Implement Device Training Based On Java Interface

Overview

This tutorial demonstrates how to use the Java API on MindSpore Lite by building and deploying LeNet of the Java version. The following describes how to train a LeNet model locally and then explains the sample code.

Preparation

Environment Requirements

System environment: Linux x86_64 (Ubuntu 18.04.02LTS is recommended.)
Software dependencies
- Git 2.28.0 or later
- Maven 3.3 or later
- OpenJDK 1.8 to 1.15

Downloading MindSpore and Building the Java Package for On-device Training

Clone the source code and build the Java package for MindSpore Lite training. The Linux command is as follows:

git clone https://gitee.com/mindspore/mindspore.git -b r2.0.0-alpha
cd mindspore
bash build.sh -I x86_64 -j8

Environment requirements and settings about the build, see Building MindSpore Lite. The sample source code used in this tutorial is in the mindspore/lite/examples/train_lenet_java directory.

Downloading the Dataset

The MNIST dataset used in this example consists of 10 classes of 28 x 28 pixels grayscale images, where the training set contains 60,000 images, and the test set contains 10,000 images.

You can download the MNIST dataset from the official website http://yann.lecun.com/exdb/mnist/. The four links are used to download training data, training labels, test data, and test labels.

Download and decompress the package to the local host. The decompressed training and test sets are stored in the /PATH/MNIST_Data/train and /PATH/MNIST_Data/test directories, respectively.

The directory structure is as follows:

MNIST_Data/
├── test
│   ├── t10k-images-idx3-ubyte
│   └── t10k-labels-idx1-ubyte
└── train
    ├── train-images-idx3-ubyte
    └── train-labels-idx1-ubyte

Deploying an Application

Building and Running

Go to the directory where the sample project is located and execute the sample project. The commands are as follows:

cd /codes/mindspore/mindspore/lite/examples/train_lenet_java
./prepare_and_run.sh -D /PATH/MNIST_Data/ -r ../../../../output/mindspore-lite-${version}-linux-x64.tar.gz

../resources/model/lenet_tod.ms is a LeNet training model preconfigured in the sample project. You can also convert it into a LeNet model by referring to Creating MindSpore Lite Models.

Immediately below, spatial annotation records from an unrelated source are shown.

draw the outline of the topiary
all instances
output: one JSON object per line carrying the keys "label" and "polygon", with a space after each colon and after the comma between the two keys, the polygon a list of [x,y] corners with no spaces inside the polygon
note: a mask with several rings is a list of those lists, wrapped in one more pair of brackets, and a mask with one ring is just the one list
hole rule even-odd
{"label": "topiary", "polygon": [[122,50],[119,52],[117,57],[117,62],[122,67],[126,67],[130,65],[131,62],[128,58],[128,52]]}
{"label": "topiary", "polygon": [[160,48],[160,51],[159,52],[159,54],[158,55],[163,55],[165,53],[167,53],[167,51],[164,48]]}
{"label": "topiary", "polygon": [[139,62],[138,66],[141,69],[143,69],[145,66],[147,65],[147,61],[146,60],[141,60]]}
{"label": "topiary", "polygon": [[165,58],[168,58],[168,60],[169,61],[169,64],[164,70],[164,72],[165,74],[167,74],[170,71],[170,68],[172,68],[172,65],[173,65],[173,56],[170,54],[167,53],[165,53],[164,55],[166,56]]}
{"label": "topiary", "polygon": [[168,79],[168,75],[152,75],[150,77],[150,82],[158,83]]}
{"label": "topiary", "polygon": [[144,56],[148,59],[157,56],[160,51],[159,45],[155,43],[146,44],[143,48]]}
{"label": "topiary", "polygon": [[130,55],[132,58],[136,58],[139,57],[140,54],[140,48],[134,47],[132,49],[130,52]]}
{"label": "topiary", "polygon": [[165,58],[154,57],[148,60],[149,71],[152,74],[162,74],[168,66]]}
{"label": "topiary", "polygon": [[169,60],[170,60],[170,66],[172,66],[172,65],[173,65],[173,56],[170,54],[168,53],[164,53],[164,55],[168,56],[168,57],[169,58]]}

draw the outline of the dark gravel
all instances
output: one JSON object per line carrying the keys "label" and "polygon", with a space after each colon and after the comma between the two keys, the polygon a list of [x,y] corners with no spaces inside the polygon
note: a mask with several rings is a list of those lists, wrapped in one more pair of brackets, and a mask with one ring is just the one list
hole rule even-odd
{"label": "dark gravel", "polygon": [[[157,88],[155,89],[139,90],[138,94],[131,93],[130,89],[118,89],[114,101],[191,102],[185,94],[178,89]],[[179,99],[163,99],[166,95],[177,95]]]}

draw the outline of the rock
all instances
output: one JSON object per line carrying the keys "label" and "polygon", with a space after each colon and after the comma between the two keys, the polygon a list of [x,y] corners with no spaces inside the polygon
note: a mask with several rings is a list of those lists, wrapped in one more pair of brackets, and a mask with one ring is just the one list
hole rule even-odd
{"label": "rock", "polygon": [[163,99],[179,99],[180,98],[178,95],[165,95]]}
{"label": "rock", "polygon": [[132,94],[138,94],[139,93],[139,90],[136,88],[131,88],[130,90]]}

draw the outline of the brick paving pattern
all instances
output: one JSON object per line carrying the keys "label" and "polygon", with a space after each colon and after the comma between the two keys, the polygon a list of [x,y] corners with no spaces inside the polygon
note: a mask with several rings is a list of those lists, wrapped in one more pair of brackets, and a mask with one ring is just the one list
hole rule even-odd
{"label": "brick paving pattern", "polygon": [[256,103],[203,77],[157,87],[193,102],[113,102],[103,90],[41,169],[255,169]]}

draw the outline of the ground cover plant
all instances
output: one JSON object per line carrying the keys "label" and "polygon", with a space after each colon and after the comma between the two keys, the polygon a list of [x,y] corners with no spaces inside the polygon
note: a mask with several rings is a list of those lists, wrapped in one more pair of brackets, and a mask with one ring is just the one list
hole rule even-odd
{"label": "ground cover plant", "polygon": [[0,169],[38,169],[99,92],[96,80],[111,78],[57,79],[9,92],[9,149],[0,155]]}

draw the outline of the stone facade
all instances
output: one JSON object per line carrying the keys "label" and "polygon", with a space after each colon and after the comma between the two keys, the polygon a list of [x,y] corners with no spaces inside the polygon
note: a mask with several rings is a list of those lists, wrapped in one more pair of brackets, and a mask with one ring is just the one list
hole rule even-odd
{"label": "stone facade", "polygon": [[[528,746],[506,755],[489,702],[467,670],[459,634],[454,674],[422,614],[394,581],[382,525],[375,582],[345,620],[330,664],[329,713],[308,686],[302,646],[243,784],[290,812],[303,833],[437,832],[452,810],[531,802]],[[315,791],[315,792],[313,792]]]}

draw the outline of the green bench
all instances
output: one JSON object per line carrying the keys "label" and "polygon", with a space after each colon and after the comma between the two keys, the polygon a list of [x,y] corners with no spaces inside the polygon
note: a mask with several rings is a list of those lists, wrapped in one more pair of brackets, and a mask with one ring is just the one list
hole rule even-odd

/PATH/MNIST_Data/ is the path of MNIST dataset.

The command output is as follows:

......
==========Loading Model, Create Train Session=============
Model path is ../model/lenet_tod.ms
batch_size: 4
virtual batch multiplier: 1
==========Initing DataSet================
train data cnt: 60000
test data cnt: 10000
==========Training Model===================
step_500: Loss is 0.05553353 [min=0.010149269] max_acc=0.9543269
step_1000: Loss is 0.15295759 [min=0.0018140086] max_acc=0.96594554
step_1500: Loss is 0.018035552 [min=0.0018140086] max_acc=0.9704527
step_2000: Loss is 0.029250022 [min=0.0010245014] max_acc=0.9765625
......
==========Evaluating The Trained Model============
accuracy = 0.9770633
Trained model successfully saved: ../model/lenet_tod_trained.ms

Detailed Demo Description

Demo Structure

train_lenet_java
├── lib
├── build.sh
├── model
│   ├── lenet_export.py
│   ├── prepare_model.sh
│   └── train_utils.sh
├── pom.xml
├── prepare_and_run.sh
├── resources
│   └── model
│       └── lenet_tod.ms   # LeNet training model
├── src
│   └── main
│       └── java
│           └── com
│               └── mindspore
│                   └── lite
│                       ├── train_lenet
│                       │   ├── DataSet.java      # MNIST dataset processing
│                       │   ├── Main.java         # Main function
│                       │   └── NetRunner.java    # Overall training process

Writing On-Device Inference Code

For details about how to use Java APIs, visit https://www.mindspore.cn/lite/api/en/r2.0.0-alpha/index.html.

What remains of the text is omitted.